The AWS documentation for the Parameters and Secrets Lambda Extension states:
To make a call using the Amazon Resource Name (ARN) for a parameter, make an HTTP GET call similar to the following.
GET http://localhost:port/systemsmanager/parameters/get?name=arn:aws:ssm:us-east-1:123456789012:parameter/MyParameter
however these requests return a 400 stating the parameter name is invalid.
Here's a quick example to demonstrate the successful request using the parameter name, and the failed request using the parameter ARN:
import json
import os
from botocore.vendored import requests
def lambda_handler(event, context):
name_url = 'http://localhost:2773/systemsmanager/parameters/get?name=test-param'
arn_url = 'http://localhost:2773/systemsmanager/parameters/get?name=arn:aws:ssm:us-east-2:{ACCOUNT_ID}:parameter/test-param'
headers = {'X-Aws-Parameters-Secrets-Token': os.environ['AWS_SESSION_TOKEN']}
name_resp = requests.get(name_url, headers=headers)
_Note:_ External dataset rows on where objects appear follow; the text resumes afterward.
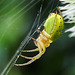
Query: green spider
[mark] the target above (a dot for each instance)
(53, 27)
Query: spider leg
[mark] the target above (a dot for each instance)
(34, 50)
(26, 57)
(41, 48)
(29, 51)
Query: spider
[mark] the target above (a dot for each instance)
(53, 27)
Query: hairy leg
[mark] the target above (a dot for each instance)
(41, 48)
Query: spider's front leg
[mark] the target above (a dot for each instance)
(41, 49)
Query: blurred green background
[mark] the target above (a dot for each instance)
(16, 20)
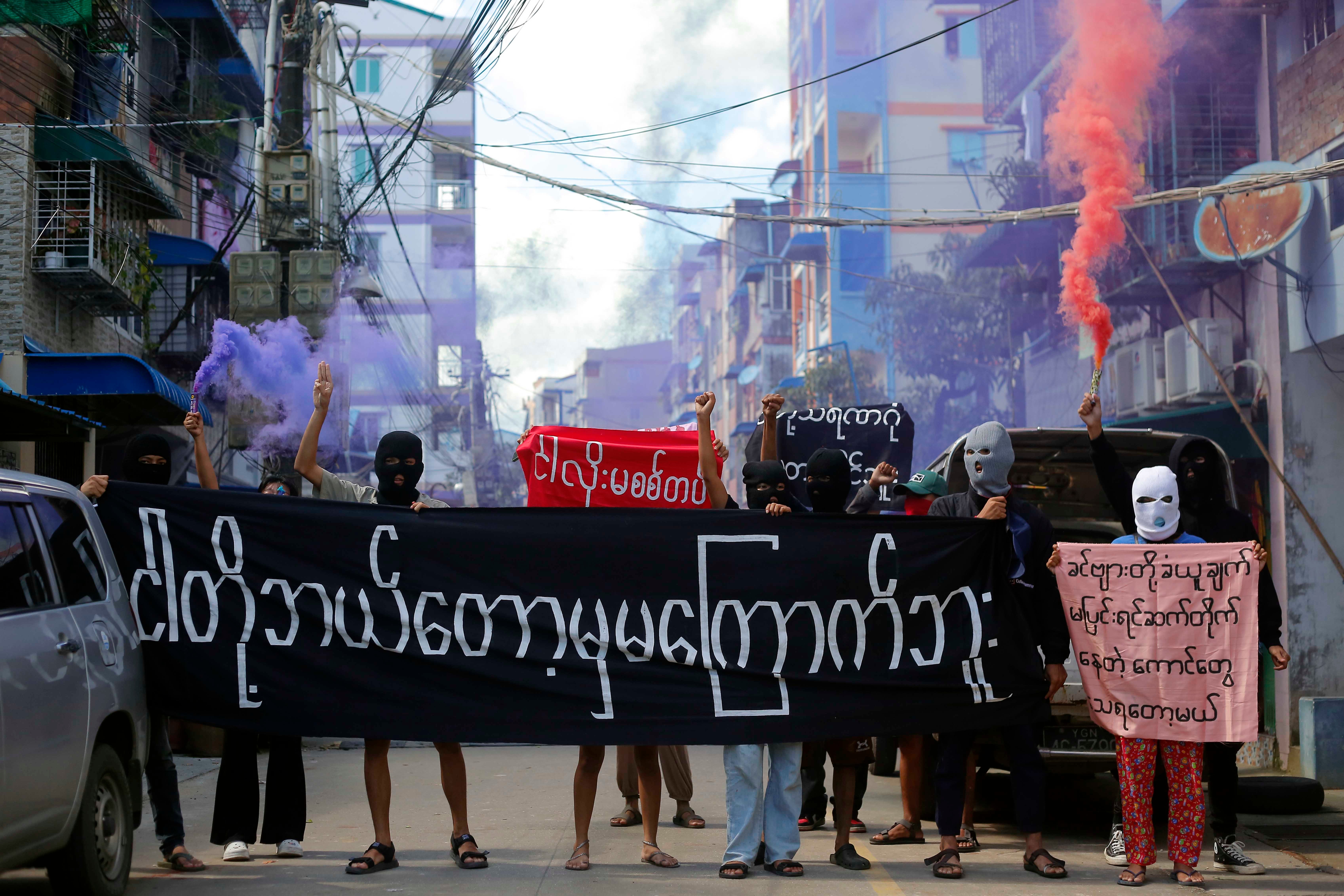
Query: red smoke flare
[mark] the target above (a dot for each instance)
(1095, 135)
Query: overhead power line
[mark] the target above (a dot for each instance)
(933, 218)
(632, 132)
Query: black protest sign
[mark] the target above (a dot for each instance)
(869, 436)
(568, 625)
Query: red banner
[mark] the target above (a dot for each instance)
(573, 467)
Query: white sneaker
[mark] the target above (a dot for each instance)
(1115, 852)
(1229, 856)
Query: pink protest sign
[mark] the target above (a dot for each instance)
(1166, 637)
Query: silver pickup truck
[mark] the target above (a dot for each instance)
(73, 718)
(1054, 471)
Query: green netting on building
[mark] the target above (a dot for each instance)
(46, 13)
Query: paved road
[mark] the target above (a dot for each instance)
(522, 813)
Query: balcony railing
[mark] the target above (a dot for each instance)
(85, 237)
(452, 195)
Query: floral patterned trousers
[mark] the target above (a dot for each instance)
(1138, 758)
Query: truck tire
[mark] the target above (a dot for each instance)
(96, 860)
(1279, 796)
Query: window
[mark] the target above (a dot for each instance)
(1318, 22)
(1336, 190)
(23, 582)
(363, 167)
(366, 76)
(73, 551)
(964, 42)
(449, 365)
(967, 150)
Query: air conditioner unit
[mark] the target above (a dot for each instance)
(1138, 375)
(1189, 375)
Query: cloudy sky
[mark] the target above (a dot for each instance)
(560, 272)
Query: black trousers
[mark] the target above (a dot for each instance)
(1029, 777)
(815, 788)
(237, 799)
(1221, 777)
(162, 777)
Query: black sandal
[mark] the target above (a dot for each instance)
(734, 866)
(1030, 864)
(967, 840)
(781, 864)
(849, 859)
(941, 862)
(462, 858)
(386, 851)
(916, 835)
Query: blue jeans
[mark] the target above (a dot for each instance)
(756, 809)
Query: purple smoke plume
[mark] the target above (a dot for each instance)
(276, 365)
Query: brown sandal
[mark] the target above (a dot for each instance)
(687, 819)
(628, 819)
print(f'NAME RESPONSE: {name_resp.status_code} > {name_resp.text}')
arn_resp = requests.get(arn_url, headers=headers)
print(f'ARN RESPONSE: {arn_resp.status_code} > {arn_resp.text}')
and the output:
NAME RESPONSE: 200 > {"Parameter":{"ARN":"arn:aws:ssm:us-east-2:{ACCOUNT_ID}:parameter/test-param","DataType":"text","LastModifiedDate":"2022-11-26T02:25:14.669Z","Name":"test-param","Selector":null,"SourceResult":null,"Type":"SecureString","Value":"AQICAH....=","Version":2},"ResultMetadata":{}}
ARN RESPONSE: 400 > an unexpected error occurred while executing request
[AWS Parameters and Secrets Lambda Extension] 2022/11/26 18:09:36 ERROR GetParameter request encountered an error: operation error SSM: GetParameter, https response error StatusCode: 400, RequestID: {REQUEST_ID}, api error ValidationException: Invalid parameter name. Please use correct syntax for referencing a version/label <name>:<version/label>
The docs also state:
When using GET calls, parameter values must be encoded for HTTP to preserve special characters.
however the error still occurs whether the ARN colons and/or slash are URL-encoded or not like so:
http://localhost:2773/systemsmanager/parameters/get?name=arn%3Aaws%3Assm%3Aus-east-2%3A{ACCOUNT_ID}%3Aparameter/test-param
http://localhost:2773/systemsmanager/parameters/get?name=arn%3Aaws%3Assm%3Aus-east-2%3A{ACCOUNT_ID}%3Aparameter%2Ftest-param
Am I missing something here or is the documentation incorrect in that an ARN can be used for these requests?